Is there a web site that you can find out what currency is strongest to another currency


----------



## banarno (Aug 3, 2008)

This is the best I find; http://www.xe.com/


----------



## STEALTH K3 (Dec 29, 2006)

What I am looking for what is the best currency to take in travalers cheques on holiday to Thailand the Thai baht THB.


----------



## dave.murphy89 (Apr 23, 2008)

Why would it matter which currency you take? If you change your £ to $ you will still get the same amount of baht no matter which you pay with.

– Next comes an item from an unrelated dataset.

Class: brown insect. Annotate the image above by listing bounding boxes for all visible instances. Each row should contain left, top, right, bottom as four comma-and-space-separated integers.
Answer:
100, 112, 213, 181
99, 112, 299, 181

Or am I missing something?


----------



## STEALTH K3 (Dec 29, 2006)

dave.murphy89 said:


> Why would it matter which currency you take? If you change your £ to $ you will still get the same amount of baht no matter which you pay with.
> 
> Or am I missing something?


Well I don't know that's the reason of the post. I know someone who went to Thailand and took the Yen in Travels cheques as it was a better rate at the time


----------



## dave.murphy89 (Apr 23, 2008)

STEALTH K3 said:


> Well I don't know that's the reason of the post. I know someone who went to Thailand and took the Yen in Travels cheques as it was a better rate at the time


This is impossible, if £1 is worth 10 bapt, £1 is worth 100 yen an 100 yen is worth 10 baht.

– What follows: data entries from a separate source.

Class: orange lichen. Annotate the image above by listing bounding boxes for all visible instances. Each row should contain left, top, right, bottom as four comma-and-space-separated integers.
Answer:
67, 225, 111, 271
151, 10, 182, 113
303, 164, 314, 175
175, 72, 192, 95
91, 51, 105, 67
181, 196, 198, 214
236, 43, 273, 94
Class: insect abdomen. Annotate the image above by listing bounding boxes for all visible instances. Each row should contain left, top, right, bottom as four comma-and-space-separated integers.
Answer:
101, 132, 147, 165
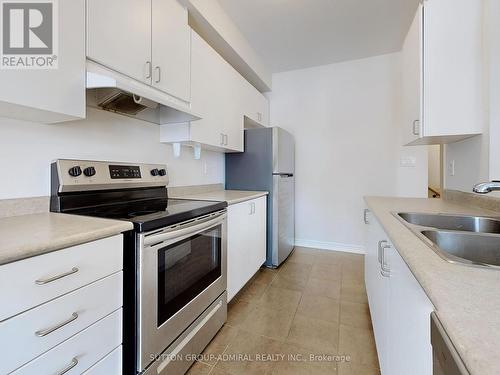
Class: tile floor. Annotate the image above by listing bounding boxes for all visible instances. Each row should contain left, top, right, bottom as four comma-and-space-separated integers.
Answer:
188, 248, 380, 375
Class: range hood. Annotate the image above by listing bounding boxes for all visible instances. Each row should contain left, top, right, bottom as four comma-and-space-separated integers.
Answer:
87, 60, 201, 125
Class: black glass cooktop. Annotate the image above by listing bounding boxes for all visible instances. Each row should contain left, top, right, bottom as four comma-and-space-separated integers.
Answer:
68, 199, 227, 232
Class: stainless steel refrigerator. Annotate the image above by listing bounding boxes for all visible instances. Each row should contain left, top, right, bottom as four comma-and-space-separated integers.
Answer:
226, 127, 295, 267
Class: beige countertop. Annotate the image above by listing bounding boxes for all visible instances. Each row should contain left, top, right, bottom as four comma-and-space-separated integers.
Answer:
170, 190, 269, 205
0, 212, 133, 265
365, 197, 500, 375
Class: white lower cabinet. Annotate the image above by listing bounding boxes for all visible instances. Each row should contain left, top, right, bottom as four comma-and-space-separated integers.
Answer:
0, 235, 123, 375
13, 309, 122, 375
227, 197, 267, 301
365, 215, 434, 375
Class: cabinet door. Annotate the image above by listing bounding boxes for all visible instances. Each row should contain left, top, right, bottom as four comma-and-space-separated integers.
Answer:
227, 197, 266, 301
0, 0, 85, 123
152, 0, 191, 102
423, 0, 483, 136
191, 31, 228, 148
241, 77, 269, 126
401, 5, 424, 145
87, 0, 151, 83
191, 31, 243, 151
365, 215, 389, 374
387, 249, 434, 375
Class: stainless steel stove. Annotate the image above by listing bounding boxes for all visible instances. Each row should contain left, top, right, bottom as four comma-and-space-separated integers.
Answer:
51, 160, 227, 375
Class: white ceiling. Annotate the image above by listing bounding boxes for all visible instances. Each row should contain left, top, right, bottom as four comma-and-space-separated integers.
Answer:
218, 0, 419, 72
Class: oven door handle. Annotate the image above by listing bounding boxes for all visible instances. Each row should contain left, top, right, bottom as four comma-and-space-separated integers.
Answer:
144, 213, 226, 246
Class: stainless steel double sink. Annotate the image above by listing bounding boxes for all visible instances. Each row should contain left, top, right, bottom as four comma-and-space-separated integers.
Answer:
394, 212, 500, 269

If 100 yen was worth 15 baht instead people would trade £1 for 100 yen, trade the 100 yen for 15 baht and trade 15 baht for £1.50

£1.50-£1.00 is 50% profit risk free, so it can't happen in this type of market.

Hope that makes sense.


----------



## STEALTH K3 (Dec 29, 2006)

dave.murphy89 said:


> This is impossible, if £1 is worth 10 bapt, £1 is worth 100 yen an 100 yen is worth 10 baht.
> 
> If 100 yen was worth 15 baht instead people would trade £1 for 100 yen, trade the 100 yen for 15 baht and trade 15 baht for £1.50
> 
> ...


It makes no sense all double Dutch :wall: will stick to the GBP I think :thumb::thumb:


----------



## MuZiZZle (Apr 18, 2011)

Just take dollars, currency of the world!


----------



## kh904 (Dec 18, 2006)

MuZiZZle said:


> Just take dollars, currency of the world!


It is easier & ok in terms of changing up curency, but i wouldn't invest in the US dollar as it's ready to collapse (it's being artificially propped up up the Federal Reserve) - It's not really worth any value as it's being debased.


----------



## The Cueball (Feb 8, 2007)

kh904 said:


> It is easier & ok in terms of changing up curency, but i wouldn't invest in the US dollar as it's ready to collapse (it's being artificially propped up up the Federal Reserve) - It's not really worth any value as it's being debased.


Yeah, but the kind of people that "need" $$$$ bills to get anything done quickly or correctly don't know that 

:lol:

:thumb:


----------



## Grommit (May 3, 2011)

Do people still use travellers cheques? Not just use visa?


----------